# Selling On Bonanzle?



## katlupe (Nov 15, 2004)

I am selling used books on Bonanzle and have some of my guitar strings listed there as well. It is pretty new so there are not a lot of sales yet. There are no fees to list your products and only after you have sold. The sellers are alot of people that either still sell on eBay, or have left there and are selling on Bonanzle. I just wondered if anyone else here sells there? If so, leave your link and I will add it to my blog to try to get more traffic there. 

katlupe


----------



## lmnde (Sep 25, 2006)

I've been back and forth over Bonanzle with a fine toothed comb, as I am looking for an ebay alternative. I don't think the sales are there - I've been watching other ppls inventory and sales routines there - and it is just not happening there either... Does anybody do well there? Would love to hear!


----------



## katlupe (Nov 15, 2004)

I am fairly new to it so I can't really say. I joined in 2009 and just went back about a month or so ago. I have had 2 sales so far.
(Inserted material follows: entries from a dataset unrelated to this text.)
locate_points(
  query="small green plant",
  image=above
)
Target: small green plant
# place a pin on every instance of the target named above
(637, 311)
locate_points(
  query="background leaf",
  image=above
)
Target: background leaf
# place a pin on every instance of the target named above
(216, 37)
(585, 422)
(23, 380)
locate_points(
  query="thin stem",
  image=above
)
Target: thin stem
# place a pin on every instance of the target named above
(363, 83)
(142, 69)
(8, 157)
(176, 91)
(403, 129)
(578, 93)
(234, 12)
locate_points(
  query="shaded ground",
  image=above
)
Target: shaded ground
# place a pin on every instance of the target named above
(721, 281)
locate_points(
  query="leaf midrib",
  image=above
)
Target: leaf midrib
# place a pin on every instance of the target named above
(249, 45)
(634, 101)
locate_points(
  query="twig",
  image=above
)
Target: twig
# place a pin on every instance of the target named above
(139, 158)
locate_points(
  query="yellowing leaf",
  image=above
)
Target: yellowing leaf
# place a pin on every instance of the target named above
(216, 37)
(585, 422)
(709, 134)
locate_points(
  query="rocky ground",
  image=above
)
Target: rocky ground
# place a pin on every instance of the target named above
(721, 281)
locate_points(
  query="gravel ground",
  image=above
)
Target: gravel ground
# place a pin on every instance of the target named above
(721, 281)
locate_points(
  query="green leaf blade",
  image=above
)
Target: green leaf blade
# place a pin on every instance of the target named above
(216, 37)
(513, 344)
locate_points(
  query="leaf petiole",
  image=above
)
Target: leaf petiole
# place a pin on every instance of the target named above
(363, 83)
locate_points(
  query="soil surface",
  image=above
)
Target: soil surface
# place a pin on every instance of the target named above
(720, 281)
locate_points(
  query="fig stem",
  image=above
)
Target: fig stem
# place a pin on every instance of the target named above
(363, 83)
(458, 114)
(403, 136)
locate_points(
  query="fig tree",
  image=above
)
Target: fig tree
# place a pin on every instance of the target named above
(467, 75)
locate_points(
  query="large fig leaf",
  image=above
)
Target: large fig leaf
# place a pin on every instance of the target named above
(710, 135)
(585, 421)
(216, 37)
I sell books and guitar strings mostly so here is a thread I was reading about the book sales:
book sales on Bonanzle.

I am hoping to make more sales by using social media. I like this site and will try to stick it out since I have no fees to list on there. Just trying to promote it the best I can. I know it is no eBay or Amazon but they cost me so much, and then if I don't get the sales I am really in the hole. 

katlupe


----------